0 編集部が注目した重点ポイント
① 泉北高速鉄道を吸収合併し鉄道事業の分社化を断行する
2025年4月より、連結子会社であった泉北高速鉄道を吸収合併しました。さらに2026年4月からは鉄道事業を分社化し、持株会社(株式会社NANKAI)の下で「不動産事業」と「公共交通事業」を両輪とする体制へ刷新します。管理体制の大幅な変更により、意思決定の迅速化と専門人材の最適配置が進むことで、新たなキャリア機会が拡大しています。
② 通天閣観光などのM&A寄与で営業利益が前年比17.0%増を達成する
2024年12月に子会社化した通天閣観光や同年10月の明光バスが業績に大きく貢献しました。大阪・関西万博の効果やインバウンド需要の拡大が重なり、第3四半期累計の営業利益は341億71百万円と大幅な増益を記録。既存の「大家業」から、体験価値を重視したサービス事業へとポートフォリオの変革が着実に進んでいます。
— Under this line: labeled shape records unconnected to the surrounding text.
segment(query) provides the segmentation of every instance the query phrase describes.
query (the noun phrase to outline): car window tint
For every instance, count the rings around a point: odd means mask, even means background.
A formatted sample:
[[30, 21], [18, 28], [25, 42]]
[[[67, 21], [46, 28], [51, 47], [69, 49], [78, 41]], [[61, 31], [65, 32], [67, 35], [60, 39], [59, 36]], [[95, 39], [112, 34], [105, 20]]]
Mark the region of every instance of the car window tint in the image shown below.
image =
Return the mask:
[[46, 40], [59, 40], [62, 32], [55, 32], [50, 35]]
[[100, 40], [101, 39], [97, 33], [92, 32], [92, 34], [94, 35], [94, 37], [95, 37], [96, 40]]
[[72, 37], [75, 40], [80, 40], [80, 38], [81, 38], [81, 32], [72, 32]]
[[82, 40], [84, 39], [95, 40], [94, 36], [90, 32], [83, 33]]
③ 中期経営計画に基づき不動産・交通へ最大3,600億円を投資する
2025年度からスタートした中期経営計画「NANKAIグループ中期経営計画2025-2027」において、最大3,600億円の集中投資を計画しています。特に不動産事業の飛躍的拡大を目指し、収益不動産の取得や難波千日前地点の再開発などを強力に推進中。事業成長に向けた積極的な投資姿勢は、専門性を発揮したい転職者にとって非常に魅力的な環境です。
1 連結業績ハイライト
出典:2025年度 第2四半期 決算説明会資料 P.5
第3四半期累計の連結業績は、運輸業における輸送人員の増加や、前期末に完了したM&Aの効果がフルに寄与し、極めて好調に推移しました。営業利益率は17.5%と高水準を維持しており、人件費や動力費の上昇を増収効果で十分に吸収しています。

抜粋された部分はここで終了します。